According to Shue, the biggest winners should be U.S. small caps, developed international and emerging markets versus U.S. large caps, which appear a little frothy.

On Wednesday, the S&P 500, Dow and tech-heavy Nasdaq closed lower after October consumer prices surged to more than three decade high. The S&P 500 and Dow are less than 2% from record highs. The Nasdaq is 2.7% away.

Shue, a CNBC contributor, views weakness as an opening to buy even more stocks.

“There’s an opportunity to potentially increase our equity exposure,” said Shue, who believes inflation is transitory.

It’s key reason why she cut the firm’s overweight exposure to commodities two weeks ago.

“We’ve been overweight to commodities for the better part of this year, and it’s been a great trade,” she noted. “We felt like the time was right to sell into that strength and trim that exposure a little bit.”

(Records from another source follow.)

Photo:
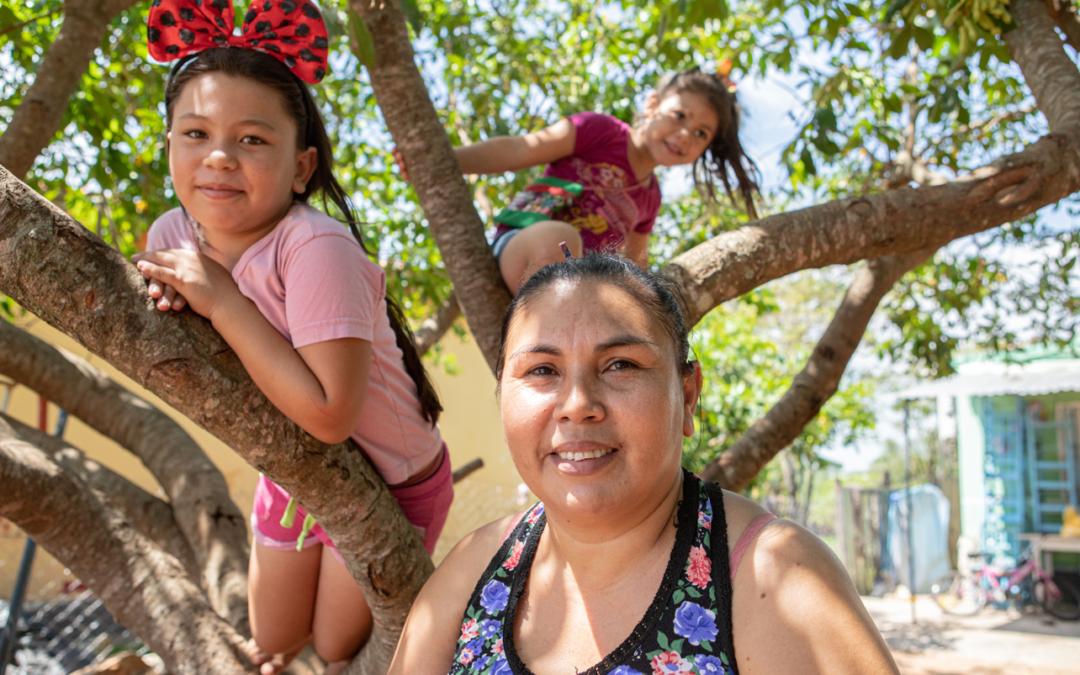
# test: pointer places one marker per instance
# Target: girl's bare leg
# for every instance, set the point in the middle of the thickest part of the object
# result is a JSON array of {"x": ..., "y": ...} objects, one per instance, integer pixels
[
  {"x": 281, "y": 601},
  {"x": 342, "y": 621},
  {"x": 534, "y": 247}
]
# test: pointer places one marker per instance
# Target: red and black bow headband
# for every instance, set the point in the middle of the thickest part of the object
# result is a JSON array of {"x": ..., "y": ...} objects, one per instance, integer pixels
[{"x": 291, "y": 30}]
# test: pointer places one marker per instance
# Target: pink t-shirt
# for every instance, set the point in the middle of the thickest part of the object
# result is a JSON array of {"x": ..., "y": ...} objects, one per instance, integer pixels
[
  {"x": 313, "y": 282},
  {"x": 613, "y": 202}
]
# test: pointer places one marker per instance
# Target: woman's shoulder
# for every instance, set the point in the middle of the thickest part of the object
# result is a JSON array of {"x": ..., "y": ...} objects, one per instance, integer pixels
[
  {"x": 794, "y": 605},
  {"x": 475, "y": 551}
]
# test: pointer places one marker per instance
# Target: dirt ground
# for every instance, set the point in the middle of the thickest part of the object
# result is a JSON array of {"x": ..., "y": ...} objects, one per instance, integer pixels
[{"x": 991, "y": 643}]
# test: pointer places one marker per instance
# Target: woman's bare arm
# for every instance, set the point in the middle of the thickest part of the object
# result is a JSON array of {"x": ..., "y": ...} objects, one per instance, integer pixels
[
  {"x": 796, "y": 611},
  {"x": 431, "y": 632}
]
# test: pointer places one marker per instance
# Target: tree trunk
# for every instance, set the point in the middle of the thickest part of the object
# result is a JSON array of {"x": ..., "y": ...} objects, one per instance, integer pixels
[
  {"x": 200, "y": 499},
  {"x": 818, "y": 381},
  {"x": 144, "y": 588},
  {"x": 68, "y": 277},
  {"x": 148, "y": 514},
  {"x": 38, "y": 117},
  {"x": 433, "y": 171}
]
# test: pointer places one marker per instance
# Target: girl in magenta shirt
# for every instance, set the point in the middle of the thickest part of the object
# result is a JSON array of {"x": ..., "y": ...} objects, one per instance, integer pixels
[
  {"x": 598, "y": 192},
  {"x": 293, "y": 293}
]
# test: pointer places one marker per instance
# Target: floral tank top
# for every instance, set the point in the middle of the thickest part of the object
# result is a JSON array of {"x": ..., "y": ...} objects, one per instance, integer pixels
[{"x": 686, "y": 630}]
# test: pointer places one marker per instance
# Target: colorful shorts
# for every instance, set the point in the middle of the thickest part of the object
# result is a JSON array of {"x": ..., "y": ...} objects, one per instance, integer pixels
[{"x": 426, "y": 505}]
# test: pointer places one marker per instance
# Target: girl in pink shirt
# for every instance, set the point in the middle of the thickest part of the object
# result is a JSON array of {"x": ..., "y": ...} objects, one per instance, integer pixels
[
  {"x": 598, "y": 192},
  {"x": 293, "y": 293}
]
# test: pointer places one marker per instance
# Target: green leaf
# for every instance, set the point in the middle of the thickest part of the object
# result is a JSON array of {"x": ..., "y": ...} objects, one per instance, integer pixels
[
  {"x": 893, "y": 8},
  {"x": 360, "y": 40}
]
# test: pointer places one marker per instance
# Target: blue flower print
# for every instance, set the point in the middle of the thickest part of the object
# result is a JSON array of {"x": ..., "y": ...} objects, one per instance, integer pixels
[
  {"x": 495, "y": 596},
  {"x": 476, "y": 646},
  {"x": 710, "y": 665},
  {"x": 696, "y": 623},
  {"x": 501, "y": 667}
]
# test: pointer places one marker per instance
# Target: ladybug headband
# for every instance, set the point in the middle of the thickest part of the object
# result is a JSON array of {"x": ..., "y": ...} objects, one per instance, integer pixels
[{"x": 291, "y": 30}]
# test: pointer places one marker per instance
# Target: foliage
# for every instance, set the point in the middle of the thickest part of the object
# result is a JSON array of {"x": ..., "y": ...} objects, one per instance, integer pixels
[
  {"x": 888, "y": 85},
  {"x": 751, "y": 349}
]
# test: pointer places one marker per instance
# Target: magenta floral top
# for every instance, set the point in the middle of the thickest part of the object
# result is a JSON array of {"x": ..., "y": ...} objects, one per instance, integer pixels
[
  {"x": 686, "y": 630},
  {"x": 612, "y": 202}
]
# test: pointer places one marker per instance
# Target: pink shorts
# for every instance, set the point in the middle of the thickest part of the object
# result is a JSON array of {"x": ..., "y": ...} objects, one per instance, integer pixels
[{"x": 426, "y": 505}]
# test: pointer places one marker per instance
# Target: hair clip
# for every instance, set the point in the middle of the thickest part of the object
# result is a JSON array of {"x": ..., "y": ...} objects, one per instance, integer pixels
[{"x": 291, "y": 30}]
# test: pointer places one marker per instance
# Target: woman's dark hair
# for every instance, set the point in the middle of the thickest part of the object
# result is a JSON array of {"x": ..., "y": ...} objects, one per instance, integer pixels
[
  {"x": 725, "y": 153},
  {"x": 652, "y": 294},
  {"x": 311, "y": 132}
]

Shue was using commodities as a hedge against inflationary risks.

‘Commodities could really get hurt’

“Commodities do very well when inflation is increasing,” said Shue. “But if we just remain at these elevated levels or even decrease from here, commodities could really get hurt.”

For now, Shue is sitting on profits made from the commodities sale. Her plan is take advantage of market choppiness. She lists persisting supply chain backlogs and Federal Reserve rate hike jitters as chief catalysts that could drive volatility.

“We’re holding slightly elevated levels of what we would refer to as tactical cash,” Shue said. “We do really hope to deploy that in the coming months as we see opportunities.”